Here is the honest synthesis:

  • Evidence for skills: SkillsBench shows meaningful average lift from curated skills, and realistic retrieval plus refinement can improve Terminal-Bench performance.
  • Evidence against naive skills: SWE-Skills-Bench shows small average gains for software engineering, many zero-lift skills, and some harmful skills.
  • Evidence for always-on context: Vercel’s Next.js eval showed a compact AGENTS.md docs index outperforming skill-based retrieval.
  • Evidence against bloated always-on context: AGENTS.md studies disagree, with some showing reduced task success or increased cost.
  • Evidence for local evals: Anthropic’s own skill-creator updates emphasize testing, benchmarking, A/B comparison, token usage, and regression checks.
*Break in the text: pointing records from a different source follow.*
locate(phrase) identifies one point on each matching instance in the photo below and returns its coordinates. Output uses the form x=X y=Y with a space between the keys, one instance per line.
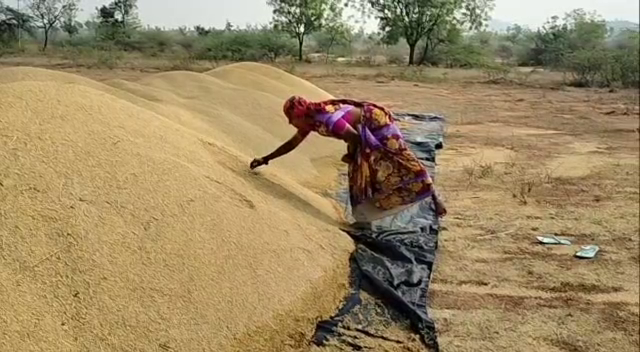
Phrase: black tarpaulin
x=392 y=264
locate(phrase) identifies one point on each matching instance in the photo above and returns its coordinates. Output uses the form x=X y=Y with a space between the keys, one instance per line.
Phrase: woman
x=385 y=177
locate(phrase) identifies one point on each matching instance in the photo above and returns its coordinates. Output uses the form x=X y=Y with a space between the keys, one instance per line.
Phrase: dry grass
x=520 y=162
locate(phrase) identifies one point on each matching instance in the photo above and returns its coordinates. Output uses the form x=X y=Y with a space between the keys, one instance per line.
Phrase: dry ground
x=520 y=162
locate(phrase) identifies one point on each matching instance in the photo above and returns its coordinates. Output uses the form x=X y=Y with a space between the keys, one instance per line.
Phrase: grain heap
x=129 y=221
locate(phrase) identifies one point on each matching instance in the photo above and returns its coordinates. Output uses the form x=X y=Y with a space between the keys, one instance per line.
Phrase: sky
x=214 y=13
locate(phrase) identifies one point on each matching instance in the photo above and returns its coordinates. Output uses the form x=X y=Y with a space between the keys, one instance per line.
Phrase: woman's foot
x=347 y=159
x=441 y=210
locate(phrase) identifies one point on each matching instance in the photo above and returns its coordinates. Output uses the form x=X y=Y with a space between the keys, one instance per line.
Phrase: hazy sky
x=169 y=13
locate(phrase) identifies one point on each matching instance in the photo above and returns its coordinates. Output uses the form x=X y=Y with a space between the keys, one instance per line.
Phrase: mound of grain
x=269 y=80
x=122 y=230
x=236 y=102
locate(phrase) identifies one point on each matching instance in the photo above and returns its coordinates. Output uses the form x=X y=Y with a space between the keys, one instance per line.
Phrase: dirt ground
x=520 y=162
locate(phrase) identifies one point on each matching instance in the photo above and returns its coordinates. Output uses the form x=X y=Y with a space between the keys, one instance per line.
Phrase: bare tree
x=49 y=13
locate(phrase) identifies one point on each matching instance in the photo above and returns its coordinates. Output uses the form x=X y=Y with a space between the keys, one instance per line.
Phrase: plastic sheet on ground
x=392 y=265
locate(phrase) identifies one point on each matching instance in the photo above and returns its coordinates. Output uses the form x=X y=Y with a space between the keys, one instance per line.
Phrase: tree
x=117 y=19
x=12 y=22
x=125 y=11
x=49 y=13
x=275 y=44
x=427 y=20
x=334 y=32
x=299 y=18
x=69 y=23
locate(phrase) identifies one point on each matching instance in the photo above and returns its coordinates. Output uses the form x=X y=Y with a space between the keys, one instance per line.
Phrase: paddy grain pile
x=129 y=219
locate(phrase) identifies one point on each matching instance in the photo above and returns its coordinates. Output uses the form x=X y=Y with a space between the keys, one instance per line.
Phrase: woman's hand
x=257 y=162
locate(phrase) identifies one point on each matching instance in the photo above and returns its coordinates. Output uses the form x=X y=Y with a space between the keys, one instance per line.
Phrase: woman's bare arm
x=287 y=146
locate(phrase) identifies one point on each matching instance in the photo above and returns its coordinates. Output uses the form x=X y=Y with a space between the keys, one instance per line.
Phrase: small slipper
x=553 y=240
x=587 y=252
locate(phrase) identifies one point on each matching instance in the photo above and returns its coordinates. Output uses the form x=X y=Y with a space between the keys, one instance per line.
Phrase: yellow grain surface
x=129 y=220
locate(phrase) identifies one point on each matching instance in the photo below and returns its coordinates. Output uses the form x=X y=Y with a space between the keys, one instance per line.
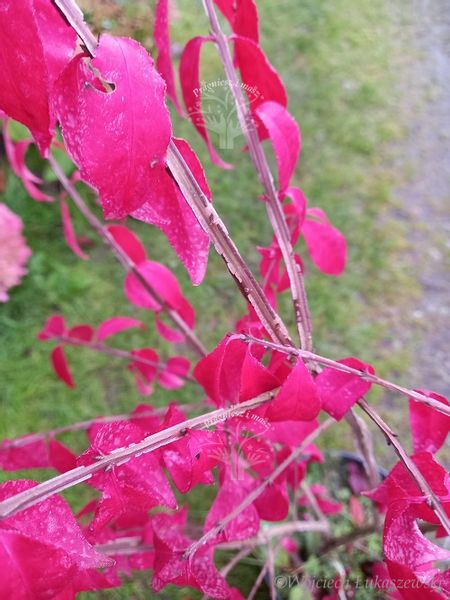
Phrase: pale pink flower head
x=14 y=252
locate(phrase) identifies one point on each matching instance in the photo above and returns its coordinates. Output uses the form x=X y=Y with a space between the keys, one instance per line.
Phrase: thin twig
x=274 y=209
x=120 y=456
x=123 y=257
x=333 y=364
x=251 y=497
x=432 y=500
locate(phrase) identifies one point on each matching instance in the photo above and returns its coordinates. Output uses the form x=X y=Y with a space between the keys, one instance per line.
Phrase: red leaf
x=192 y=93
x=162 y=280
x=122 y=154
x=176 y=219
x=326 y=244
x=60 y=366
x=298 y=398
x=429 y=428
x=69 y=234
x=16 y=157
x=339 y=391
x=115 y=325
x=230 y=373
x=230 y=495
x=83 y=332
x=137 y=485
x=284 y=134
x=169 y=566
x=161 y=35
x=37 y=43
x=129 y=242
x=54 y=327
x=261 y=81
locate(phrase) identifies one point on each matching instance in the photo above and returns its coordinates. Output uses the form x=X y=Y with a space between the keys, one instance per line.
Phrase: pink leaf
x=16 y=157
x=339 y=391
x=37 y=43
x=261 y=81
x=122 y=154
x=130 y=488
x=284 y=134
x=176 y=219
x=83 y=332
x=69 y=233
x=115 y=325
x=162 y=280
x=13 y=250
x=54 y=327
x=60 y=366
x=230 y=495
x=161 y=35
x=429 y=428
x=326 y=244
x=298 y=398
x=192 y=93
x=129 y=242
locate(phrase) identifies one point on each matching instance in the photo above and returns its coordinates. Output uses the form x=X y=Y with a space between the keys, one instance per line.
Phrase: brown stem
x=274 y=208
x=333 y=364
x=433 y=501
x=120 y=456
x=123 y=257
x=225 y=247
x=251 y=497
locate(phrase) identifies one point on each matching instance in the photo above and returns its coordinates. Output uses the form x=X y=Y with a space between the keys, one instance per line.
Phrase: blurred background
x=369 y=84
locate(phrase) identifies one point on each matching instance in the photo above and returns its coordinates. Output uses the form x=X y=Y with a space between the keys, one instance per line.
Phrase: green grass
x=338 y=60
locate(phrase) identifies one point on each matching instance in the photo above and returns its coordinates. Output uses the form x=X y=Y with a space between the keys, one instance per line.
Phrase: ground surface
x=424 y=201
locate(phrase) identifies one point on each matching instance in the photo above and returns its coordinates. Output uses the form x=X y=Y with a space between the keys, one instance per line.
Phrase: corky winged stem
x=274 y=209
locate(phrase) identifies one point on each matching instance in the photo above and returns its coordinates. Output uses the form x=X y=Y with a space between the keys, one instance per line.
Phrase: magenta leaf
x=166 y=286
x=37 y=43
x=61 y=367
x=129 y=242
x=16 y=157
x=115 y=325
x=44 y=540
x=53 y=328
x=122 y=154
x=298 y=398
x=69 y=233
x=429 y=428
x=230 y=495
x=261 y=81
x=284 y=134
x=137 y=485
x=339 y=391
x=192 y=93
x=326 y=244
x=161 y=35
x=169 y=211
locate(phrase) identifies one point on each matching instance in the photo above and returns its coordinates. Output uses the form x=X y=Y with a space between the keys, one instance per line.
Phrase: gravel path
x=425 y=200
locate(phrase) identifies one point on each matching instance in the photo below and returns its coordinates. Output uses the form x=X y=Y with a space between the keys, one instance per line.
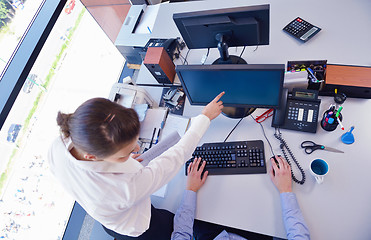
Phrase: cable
x=269 y=143
x=233 y=129
x=285 y=147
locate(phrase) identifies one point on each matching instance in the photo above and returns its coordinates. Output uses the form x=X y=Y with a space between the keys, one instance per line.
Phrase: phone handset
x=279 y=114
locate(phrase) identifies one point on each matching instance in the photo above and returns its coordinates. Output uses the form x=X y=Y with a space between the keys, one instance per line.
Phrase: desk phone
x=298 y=111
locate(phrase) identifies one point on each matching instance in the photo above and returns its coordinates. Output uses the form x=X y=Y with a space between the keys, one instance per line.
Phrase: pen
x=153 y=135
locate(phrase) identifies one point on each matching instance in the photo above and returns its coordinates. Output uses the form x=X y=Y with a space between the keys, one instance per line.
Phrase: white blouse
x=118 y=194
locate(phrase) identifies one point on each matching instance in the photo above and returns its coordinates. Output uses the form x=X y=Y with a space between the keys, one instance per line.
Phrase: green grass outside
x=4 y=176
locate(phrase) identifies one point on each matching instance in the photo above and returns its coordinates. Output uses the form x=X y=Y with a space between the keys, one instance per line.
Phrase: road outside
x=34 y=206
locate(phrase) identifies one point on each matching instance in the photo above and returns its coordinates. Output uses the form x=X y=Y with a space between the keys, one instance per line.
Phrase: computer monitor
x=223 y=28
x=245 y=85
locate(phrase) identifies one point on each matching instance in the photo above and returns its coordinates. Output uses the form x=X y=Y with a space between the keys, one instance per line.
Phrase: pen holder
x=330 y=126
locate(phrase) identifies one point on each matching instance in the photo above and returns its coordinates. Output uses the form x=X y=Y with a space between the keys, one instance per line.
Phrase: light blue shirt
x=296 y=228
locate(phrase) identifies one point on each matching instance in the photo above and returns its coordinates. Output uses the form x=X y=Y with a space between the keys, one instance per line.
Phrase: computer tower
x=160 y=65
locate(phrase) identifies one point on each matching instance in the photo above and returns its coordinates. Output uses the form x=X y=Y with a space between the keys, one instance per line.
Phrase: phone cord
x=284 y=146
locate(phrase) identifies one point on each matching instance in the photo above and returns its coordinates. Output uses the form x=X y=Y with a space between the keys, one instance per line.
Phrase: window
x=77 y=62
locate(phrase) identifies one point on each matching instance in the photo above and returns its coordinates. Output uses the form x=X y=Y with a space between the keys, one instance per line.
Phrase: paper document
x=176 y=123
x=155 y=118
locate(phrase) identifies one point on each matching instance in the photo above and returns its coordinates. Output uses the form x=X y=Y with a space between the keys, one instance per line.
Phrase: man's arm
x=185 y=215
x=280 y=174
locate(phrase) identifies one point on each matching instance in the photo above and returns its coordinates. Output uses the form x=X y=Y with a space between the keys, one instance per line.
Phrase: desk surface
x=339 y=208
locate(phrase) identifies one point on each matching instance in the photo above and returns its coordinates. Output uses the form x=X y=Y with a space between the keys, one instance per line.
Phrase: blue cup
x=319 y=168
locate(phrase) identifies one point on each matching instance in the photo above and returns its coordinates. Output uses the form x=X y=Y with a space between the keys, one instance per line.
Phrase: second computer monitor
x=245 y=86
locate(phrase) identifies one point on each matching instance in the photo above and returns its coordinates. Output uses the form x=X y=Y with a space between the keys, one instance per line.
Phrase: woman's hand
x=194 y=180
x=281 y=176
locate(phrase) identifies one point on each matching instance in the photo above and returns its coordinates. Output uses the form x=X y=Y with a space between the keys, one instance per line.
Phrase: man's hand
x=281 y=177
x=194 y=181
x=214 y=108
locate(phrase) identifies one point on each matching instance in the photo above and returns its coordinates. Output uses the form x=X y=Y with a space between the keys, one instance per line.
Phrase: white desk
x=339 y=208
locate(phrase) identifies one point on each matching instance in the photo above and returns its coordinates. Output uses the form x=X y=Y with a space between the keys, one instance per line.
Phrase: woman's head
x=101 y=128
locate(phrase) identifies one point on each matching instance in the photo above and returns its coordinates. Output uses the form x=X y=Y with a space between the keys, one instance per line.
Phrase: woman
x=93 y=161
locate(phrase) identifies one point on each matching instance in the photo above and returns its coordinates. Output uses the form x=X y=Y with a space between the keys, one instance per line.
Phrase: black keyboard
x=225 y=158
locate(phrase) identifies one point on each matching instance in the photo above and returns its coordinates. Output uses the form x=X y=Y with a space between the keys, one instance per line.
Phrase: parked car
x=69 y=7
x=13 y=132
x=30 y=81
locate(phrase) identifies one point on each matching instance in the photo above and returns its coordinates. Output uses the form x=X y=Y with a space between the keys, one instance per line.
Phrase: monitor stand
x=225 y=58
x=237 y=112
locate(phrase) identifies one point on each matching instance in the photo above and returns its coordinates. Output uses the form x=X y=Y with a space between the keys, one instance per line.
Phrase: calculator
x=301 y=29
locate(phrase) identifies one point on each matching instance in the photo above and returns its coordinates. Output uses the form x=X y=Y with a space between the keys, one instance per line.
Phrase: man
x=281 y=177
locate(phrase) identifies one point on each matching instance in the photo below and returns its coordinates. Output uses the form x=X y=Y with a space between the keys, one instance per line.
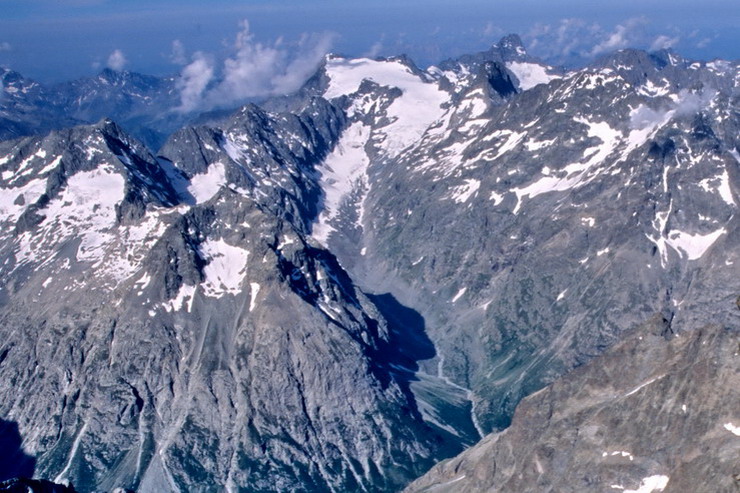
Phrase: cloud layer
x=253 y=69
x=574 y=40
x=117 y=60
The pattern is consistent enough to act on:

Default agent
  good for: general coding, exploration, one-off changes

Repo context
  good for: stable constraints, architecture, commands, version facts

Skills
  good for: narrow procedures, repeated workflows, tool-backed actions

Evals
  good for: deciding whether any of the above actually helped

Current Gaps

I found a few gaps worth calling out:

  • Public, controlled benchmarks specifically for Cursor skills vs Cursor without skills are still limited. Cursor has strong agent eval work through CursorBench, but that research is about model and agent quality, not skill lift specifically.
  • Many public skill benchmarks test curated conditions. Real teams need messy tests: stale docs, duplicated rules, bad skill descriptions, version drift, and multiple skills competing for the same task.
  • We need more PM-friendly metrics: not only pass rate, but review time saved, defect rate, rework count, and how often the agent asks better questions.
  • Skill security deserves more attention. A skill can include scripts and operational instructions, so it should be reviewed like code.

Final Recommendation

For Claude Code and Cursor teams, I would start with this operating model:

  1. Write a compact repo context file first.
  2. Add skills only for repeated workflows that the team can name.
  3. Keep each skill small enough that the agent can actually follow it.
  4. Prefer skills with scripts, examples, or checklists over vague advice.
  5. Run a tiny A/B eval before standardizing a skill across the team.

The best teams will not ask “should we use skills?” They will ask:

Which part of our agent workflow needs persistent context, which part needs a reusable procedure, and which part needs an executable check?

That is where skills become useful: not as decoration, but as measured workflow infrastructure.